Six months before he was murdered in Memphis, TN, Martin Luther King Jr. spoke to the student body of Barratt Junior High School in Philadelphia. (Full video linked in photo caption.)
You read that correctly. Junior high school students: twelve, thirteen, and fourteen year olds.
On that day, he gave his full attention to middle schoolers and junior highers, a demographic that is often overlooked, ignored, avoided, and viewed as too young to engage in meaningful, thoughtful, and significant conversations.
King delivered a thoughtfully prepared speech that was crafted for his specific audience.
He did not wing it (as some do when their audience is supposedly less discerning and less worthy of the excellence due adults).
He spoke to them powerfully and profoundly (in distinction from those who talk down to or dumb-down a message for an audience they assume to be non-discerning and non-intellectual).
He spoke to them directly and articulately (treating them with the respect and honor that every person deserves).
He spoke to them kindly and firmly (believing that they didn’t primarily need either reprimands for their youthful inclinations or disingenuous coddling for their still-developing identities).
He spoke to them for exactly 20 minutes – shorter than his standard speech, perfect for that particular audience. Because he prepared well and knew his audience, the 20 minutes felt like less. Listeners today will wish he’d said more. I suspect his original listeners felt the same way.
King’s topic was specific to the culture and society of that time, and I clearly recognize my personal inability to deconstruct and understand the full impact of his message in its original social and cultural context.
But it was also specific to the AGE of his audience.
He knew to whom he spoke, and he adjusted his message, style, and content accordingly.
Most importantly of all, he took them seriously (which I consider to be a non-negotiable hallmark of good middle school/junior high ministry leaders).
- He thanked them kindly for inviting him – thanked junior high students.
- He said he was delighted to be with them – with junior high students.
- He called them ladies and gentlemen – those junior high students.
- He referred to them as a very fine and enthusiastic group – those junior high students.
- He encouraged them to invite their parents to, and to attend with them, an important event that evening – an event most people would exclude junior high students from.
Perhaps most importantly, he asked them a deep and meaningful question:
“What is in your life’s blueprint? This is a most important and crucial period of your lives, for what you do now and what you decide now at this age may well determine which way your life shall go.”

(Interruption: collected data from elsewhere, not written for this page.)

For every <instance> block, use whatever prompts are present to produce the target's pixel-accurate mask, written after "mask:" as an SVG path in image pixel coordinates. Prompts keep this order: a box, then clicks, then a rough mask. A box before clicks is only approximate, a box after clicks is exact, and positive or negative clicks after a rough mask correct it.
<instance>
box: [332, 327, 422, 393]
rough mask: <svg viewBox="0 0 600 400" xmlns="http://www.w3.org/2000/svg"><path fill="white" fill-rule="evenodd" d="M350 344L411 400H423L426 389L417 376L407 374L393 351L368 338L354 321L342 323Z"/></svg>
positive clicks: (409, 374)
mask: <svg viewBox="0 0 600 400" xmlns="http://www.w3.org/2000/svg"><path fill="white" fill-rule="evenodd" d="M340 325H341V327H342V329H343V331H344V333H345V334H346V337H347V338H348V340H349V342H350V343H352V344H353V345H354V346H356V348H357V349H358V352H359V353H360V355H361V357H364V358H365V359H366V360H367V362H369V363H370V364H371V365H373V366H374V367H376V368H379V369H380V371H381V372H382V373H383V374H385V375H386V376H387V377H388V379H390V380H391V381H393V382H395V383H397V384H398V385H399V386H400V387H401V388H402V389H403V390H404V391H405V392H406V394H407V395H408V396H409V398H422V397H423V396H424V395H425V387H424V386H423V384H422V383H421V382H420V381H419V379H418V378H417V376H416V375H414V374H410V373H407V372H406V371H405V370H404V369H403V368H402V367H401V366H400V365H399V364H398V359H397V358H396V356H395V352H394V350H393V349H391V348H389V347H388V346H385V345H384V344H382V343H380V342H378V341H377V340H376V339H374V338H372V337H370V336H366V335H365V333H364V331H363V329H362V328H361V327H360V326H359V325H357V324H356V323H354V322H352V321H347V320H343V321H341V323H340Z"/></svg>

“Whenever a building is constructed you usually have an architect who draws you a blueprint, and that blueprint serves as the pattern, the guide, as the model, for those who are to build the building. And a building is not well-erected without a good, sound, and solid blueprint.”
“Now each of you is in the process of building the structure of your lives, and the question is whether you have a proper, a solid, and as found blueprint. And I want to suggest some of the the things that should be in your life’s blueprint.”
His three-point answer (being the good Southern Baptist preacher that he was) rings true today:
- Have a deep belief in your own dignity, your own worth, and your own “somebodiness.” Don’t allow anyone to make you feel that you are nobody. Always feel that you count, that you have worth, and always feel that your life has ultimate significance.
- You must have as a basic principle the determination to achieve excellence in your various fields of endeavor. You’re going to be deciding as the days and years unfold what you will do in your life, what you life’s work will be. When you discover what it will be, set out to do it and to do it well.
- Have a deep commitment to the eternal principles of beauty, love and justice. Don’t allow anybody to pull you so low as to make you hate them. Don’t allow anybody to cause you to lose your self-respect to the point that you do not struggle for justice. However young you are, you have a responsibility to seek to make your nation a better nation in which to live. You have a responsibility to seek to make life better for everybody…I believe we can transform yesterdays of injustice to tomorrows of justice and humanity.
He spoke poetically, meaningfully, and articulately – to junior high students.
He spoke of important, significant, and culturally important issues – to junior high students.
He spoke of responsibility, decision-making, and maturity – to junior high students.
May we continue to take seriously not just the message of King’s speech on this particular day (a message which is timeless), but also the profound beauty of how and to whom he delivered it.
Our junior high and middle school students deserve at least that much from each of us.